Less than one-third of the total amount was utilized

June 30 - July 06, 2003



Both the Prime Minister of Pakistan and some donor agencies have expressed concern over the "extremely poor utilization of the development funds" by the concerned departments in Pakistan. It sounds unbelievable, but it is a fact that from actual utilization of Rs.134 billion Public Sector Development Programme (PSDP) for fiscal year 2002-03 only Rs.39.7 billion has been utilized, almost 29.62 per cent of the total, which means less than one-third of the total amount was utilized.

Total PSDP projects were 260, out of which 5 were sick, 124 were slow, 75 were satisfactory, 9 were completed, 48 were new, as described by the progress report of PSDP issued by Planning Commission. Now, against the target of Rs.120 billion for utilization, Rs.80 billion has to be utilized in the last quarter of the ongoing fiscal year. The authorities must take firm action to utilize it in remaining three months. However, expectations are that through heavy spending like buying computers and vehicles, efforts will be made to minimise this big gap.

According to the sources in the Asian Development Bank (ADB), the bank has brought to notice of the Pakistan government that in the $100 million ADB Second Flood Protection Sector Project there is complete lack of commitment and action on the part of government as about 70 per cent of loan period has elapsed and project implementation progress is only 4 per cent.
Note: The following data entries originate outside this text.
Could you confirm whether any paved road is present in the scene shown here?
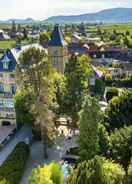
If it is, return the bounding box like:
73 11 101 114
20 136 77 184
0 126 32 165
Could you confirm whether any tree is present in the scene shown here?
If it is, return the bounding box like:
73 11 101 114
127 158 132 184
61 55 92 126
28 162 64 184
16 47 55 158
106 90 132 129
106 87 119 102
78 96 101 160
109 125 132 169
14 91 35 126
39 32 50 46
68 156 125 184
93 78 105 97
23 28 28 39
98 123 109 156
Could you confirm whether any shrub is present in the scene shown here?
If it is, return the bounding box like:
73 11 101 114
68 157 125 184
110 125 132 169
106 88 119 102
0 142 29 184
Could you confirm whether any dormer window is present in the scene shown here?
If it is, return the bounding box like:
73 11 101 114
2 55 10 70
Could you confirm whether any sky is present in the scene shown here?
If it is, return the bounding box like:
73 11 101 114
0 0 132 20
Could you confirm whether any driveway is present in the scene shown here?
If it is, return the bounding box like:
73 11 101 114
0 126 32 165
20 136 75 184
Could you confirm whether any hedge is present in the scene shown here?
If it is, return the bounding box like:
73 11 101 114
0 142 30 184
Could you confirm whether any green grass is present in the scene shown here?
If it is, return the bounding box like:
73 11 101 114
0 40 15 50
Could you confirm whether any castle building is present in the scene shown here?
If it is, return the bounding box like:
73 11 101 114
0 50 16 126
48 24 68 74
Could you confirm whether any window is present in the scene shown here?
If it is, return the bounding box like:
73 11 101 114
53 56 58 66
2 55 10 70
3 61 9 70
0 84 4 93
11 84 16 95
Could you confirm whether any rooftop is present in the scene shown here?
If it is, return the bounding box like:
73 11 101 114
49 24 66 47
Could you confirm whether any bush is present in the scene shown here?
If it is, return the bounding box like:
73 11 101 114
105 90 132 129
106 88 119 102
68 156 125 184
0 142 30 184
29 162 64 184
110 126 132 169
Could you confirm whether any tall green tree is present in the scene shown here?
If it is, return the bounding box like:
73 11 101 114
16 47 54 158
106 90 132 129
78 96 101 160
14 91 35 126
60 55 92 126
127 158 132 184
109 125 132 169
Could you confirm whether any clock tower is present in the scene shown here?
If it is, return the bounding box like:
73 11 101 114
48 24 68 74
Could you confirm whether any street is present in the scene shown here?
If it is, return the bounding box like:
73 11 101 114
0 126 32 165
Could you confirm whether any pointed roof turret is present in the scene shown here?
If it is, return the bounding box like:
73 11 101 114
49 24 67 47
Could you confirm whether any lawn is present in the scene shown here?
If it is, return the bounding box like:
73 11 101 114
0 40 15 50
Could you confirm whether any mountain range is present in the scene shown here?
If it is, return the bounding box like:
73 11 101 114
45 8 132 23
0 8 132 24
0 18 37 24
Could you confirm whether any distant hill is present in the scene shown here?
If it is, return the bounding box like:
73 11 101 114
45 8 132 23
0 18 36 24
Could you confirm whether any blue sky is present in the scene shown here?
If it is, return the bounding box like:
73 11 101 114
0 0 132 20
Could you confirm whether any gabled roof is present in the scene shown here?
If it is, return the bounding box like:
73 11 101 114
0 49 16 72
49 24 66 47
0 44 46 72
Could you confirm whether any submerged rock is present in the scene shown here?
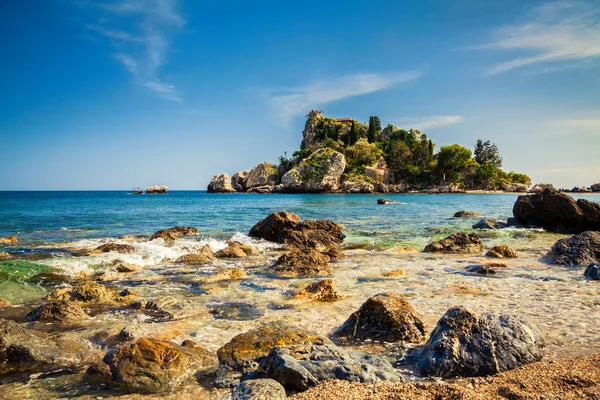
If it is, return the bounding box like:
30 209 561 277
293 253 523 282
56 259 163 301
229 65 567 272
175 244 215 265
583 264 600 281
424 232 483 253
485 246 519 258
417 307 545 378
453 211 481 218
257 344 404 391
27 300 88 322
0 319 89 375
546 232 600 265
336 293 426 343
150 226 200 242
87 338 217 393
206 174 235 193
513 190 600 234
0 235 17 244
271 249 332 277
215 322 331 387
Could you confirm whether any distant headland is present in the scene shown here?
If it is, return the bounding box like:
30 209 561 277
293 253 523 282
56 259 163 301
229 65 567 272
207 110 600 193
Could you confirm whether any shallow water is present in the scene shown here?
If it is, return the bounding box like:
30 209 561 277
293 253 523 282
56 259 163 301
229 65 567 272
0 192 600 397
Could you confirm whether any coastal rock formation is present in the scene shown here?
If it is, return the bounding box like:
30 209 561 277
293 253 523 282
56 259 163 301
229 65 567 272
206 174 235 193
175 244 215 265
294 279 344 301
472 218 508 229
336 293 426 343
217 379 287 400
146 186 169 194
27 301 88 322
257 344 404 391
546 231 600 265
244 162 277 191
215 322 331 387
417 307 545 378
453 211 481 218
423 232 483 253
583 264 600 281
0 319 89 376
231 170 250 192
281 148 346 192
271 249 333 277
513 190 600 233
485 246 519 258
150 226 200 242
87 338 217 393
0 235 17 244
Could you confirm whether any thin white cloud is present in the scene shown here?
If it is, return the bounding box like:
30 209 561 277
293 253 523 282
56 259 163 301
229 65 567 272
474 1 600 75
263 72 421 124
80 0 185 101
394 115 465 130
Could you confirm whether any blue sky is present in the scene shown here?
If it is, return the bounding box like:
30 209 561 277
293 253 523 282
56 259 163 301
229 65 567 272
0 0 600 190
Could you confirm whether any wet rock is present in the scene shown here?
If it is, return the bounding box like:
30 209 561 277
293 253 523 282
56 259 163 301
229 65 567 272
546 231 600 265
150 226 200 242
217 379 287 400
87 338 217 393
453 211 481 218
257 344 404 391
271 249 332 277
485 246 519 258
473 218 508 229
200 268 246 284
215 322 331 387
583 264 600 281
175 245 215 265
27 300 88 322
0 235 17 244
513 190 600 234
206 174 235 193
417 307 545 378
336 293 426 343
215 241 257 258
294 279 344 301
424 232 483 253
0 319 87 375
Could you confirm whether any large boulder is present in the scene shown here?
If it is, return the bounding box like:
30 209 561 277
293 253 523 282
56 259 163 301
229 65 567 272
546 231 600 265
206 174 235 193
271 249 332 278
424 232 483 253
87 338 217 393
215 322 331 387
417 307 545 378
513 190 600 233
281 148 346 192
0 319 89 375
336 293 426 343
244 162 277 190
257 344 404 391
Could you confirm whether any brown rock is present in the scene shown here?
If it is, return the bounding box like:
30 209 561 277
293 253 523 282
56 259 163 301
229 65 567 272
271 249 332 277
336 293 426 343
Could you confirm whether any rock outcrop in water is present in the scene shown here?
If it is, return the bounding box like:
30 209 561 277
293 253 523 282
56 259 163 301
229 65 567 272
417 307 545 378
546 231 600 265
256 344 404 391
336 293 426 343
424 232 483 253
513 189 600 233
87 338 217 393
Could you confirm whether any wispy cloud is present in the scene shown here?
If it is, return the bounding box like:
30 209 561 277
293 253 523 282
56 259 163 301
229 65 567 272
80 0 185 101
262 72 421 124
474 1 600 75
394 115 465 130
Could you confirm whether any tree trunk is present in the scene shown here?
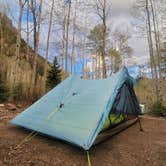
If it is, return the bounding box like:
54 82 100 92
0 13 3 55
61 8 66 70
26 0 29 61
150 0 161 77
65 0 71 71
146 0 159 100
102 0 107 78
71 6 76 73
43 0 54 92
32 0 43 93
13 0 23 84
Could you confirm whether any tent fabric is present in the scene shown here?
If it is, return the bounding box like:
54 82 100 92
11 68 140 150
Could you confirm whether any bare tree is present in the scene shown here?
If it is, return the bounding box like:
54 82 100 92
95 0 110 78
65 0 71 71
26 0 30 60
31 0 43 92
71 4 77 73
44 0 55 91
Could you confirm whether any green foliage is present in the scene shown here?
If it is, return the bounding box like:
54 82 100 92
0 74 9 102
12 82 23 100
151 101 166 117
108 48 122 72
46 57 61 89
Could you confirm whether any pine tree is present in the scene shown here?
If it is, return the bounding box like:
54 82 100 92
46 57 61 89
0 74 9 102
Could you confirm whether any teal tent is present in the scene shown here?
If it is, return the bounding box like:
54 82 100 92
11 68 140 150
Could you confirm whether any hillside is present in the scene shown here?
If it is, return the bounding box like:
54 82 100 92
0 15 49 99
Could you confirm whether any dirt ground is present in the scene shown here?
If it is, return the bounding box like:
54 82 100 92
0 105 166 166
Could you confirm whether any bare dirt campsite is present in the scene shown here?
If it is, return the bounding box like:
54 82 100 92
0 0 166 166
0 105 166 166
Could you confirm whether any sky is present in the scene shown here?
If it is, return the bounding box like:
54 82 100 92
111 0 149 65
0 0 149 76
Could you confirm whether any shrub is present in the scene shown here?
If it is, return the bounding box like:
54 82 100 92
151 101 166 117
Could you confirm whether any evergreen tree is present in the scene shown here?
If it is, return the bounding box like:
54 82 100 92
46 57 61 89
0 74 9 102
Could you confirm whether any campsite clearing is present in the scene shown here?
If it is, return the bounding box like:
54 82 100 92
0 104 166 166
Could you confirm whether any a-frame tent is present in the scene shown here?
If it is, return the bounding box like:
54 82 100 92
11 68 140 150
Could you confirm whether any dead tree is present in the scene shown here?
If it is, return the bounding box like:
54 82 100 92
95 0 110 78
146 0 159 100
43 0 55 91
65 0 71 71
71 5 77 73
31 0 43 93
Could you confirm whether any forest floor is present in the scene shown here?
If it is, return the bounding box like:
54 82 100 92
0 105 166 166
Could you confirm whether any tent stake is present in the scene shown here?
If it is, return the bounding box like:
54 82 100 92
137 116 143 131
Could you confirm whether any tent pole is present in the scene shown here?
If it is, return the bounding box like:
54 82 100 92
137 116 143 131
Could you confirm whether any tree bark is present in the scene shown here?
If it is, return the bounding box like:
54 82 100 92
71 6 76 73
43 0 55 92
32 0 43 93
65 0 71 71
146 0 159 101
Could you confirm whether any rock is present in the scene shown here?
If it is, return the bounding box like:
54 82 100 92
5 103 17 111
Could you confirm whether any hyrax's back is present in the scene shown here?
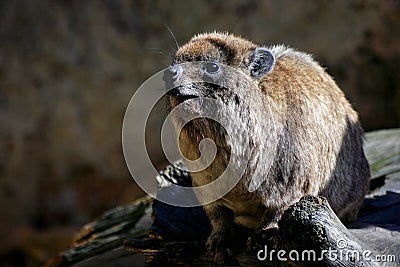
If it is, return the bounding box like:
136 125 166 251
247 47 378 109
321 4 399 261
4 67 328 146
259 46 370 221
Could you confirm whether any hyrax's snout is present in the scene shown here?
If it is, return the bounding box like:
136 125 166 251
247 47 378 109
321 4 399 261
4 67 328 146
163 65 200 102
163 65 183 84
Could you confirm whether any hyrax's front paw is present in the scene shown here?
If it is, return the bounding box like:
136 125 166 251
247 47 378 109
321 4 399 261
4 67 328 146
206 232 236 263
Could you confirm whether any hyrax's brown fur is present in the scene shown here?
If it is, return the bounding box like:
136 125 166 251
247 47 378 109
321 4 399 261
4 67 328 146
170 33 370 257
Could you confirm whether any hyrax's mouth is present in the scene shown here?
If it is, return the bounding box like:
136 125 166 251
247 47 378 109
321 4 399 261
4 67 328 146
166 85 201 106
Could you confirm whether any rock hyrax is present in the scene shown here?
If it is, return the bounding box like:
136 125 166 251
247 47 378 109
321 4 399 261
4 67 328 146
167 32 370 257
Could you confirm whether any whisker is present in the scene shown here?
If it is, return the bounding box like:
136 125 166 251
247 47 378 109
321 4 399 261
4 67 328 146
164 23 180 52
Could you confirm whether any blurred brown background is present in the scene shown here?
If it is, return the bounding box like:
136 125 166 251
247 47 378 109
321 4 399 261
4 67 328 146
0 0 400 266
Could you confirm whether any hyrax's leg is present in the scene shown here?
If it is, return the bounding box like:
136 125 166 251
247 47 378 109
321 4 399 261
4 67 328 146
204 203 234 260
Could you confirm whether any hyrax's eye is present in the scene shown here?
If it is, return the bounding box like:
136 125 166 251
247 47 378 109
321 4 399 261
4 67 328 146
203 62 221 74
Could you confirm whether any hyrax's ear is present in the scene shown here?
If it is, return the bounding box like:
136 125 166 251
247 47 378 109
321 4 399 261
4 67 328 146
249 47 275 78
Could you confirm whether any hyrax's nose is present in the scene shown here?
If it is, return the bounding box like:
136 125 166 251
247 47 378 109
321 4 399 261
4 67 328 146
163 65 182 84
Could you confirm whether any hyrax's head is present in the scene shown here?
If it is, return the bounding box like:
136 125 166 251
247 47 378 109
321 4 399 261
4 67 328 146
164 33 275 149
164 33 275 107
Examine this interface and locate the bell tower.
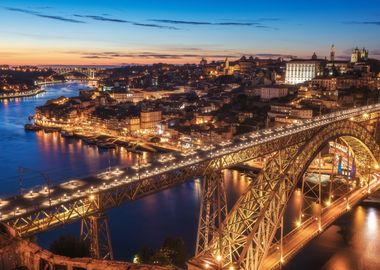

The bank has also conveyed to the government that in case of failure in meeting Phase-I targets, ADB would withdraw the project. It has also been advised that failure to achieve Phase-I targets by due date might result in withdrawal of ADB's support for the project.

ADB's $100 million loan for the project was approved on November 13, 1997, which was signed on February 10, 1999, and declared effective on October 10, 1999. The loan closing date of the project is June 30, 2003, and civil works are required to be completed by December 31, 2004.

Out of the loan amount of $100 million, disbursement is only $1.244 million. The project was 'on hold' for a period of about two years. During this period ADB suspended the loan for about three months in 2001, as the government failed to implement the actions agreed with ADB.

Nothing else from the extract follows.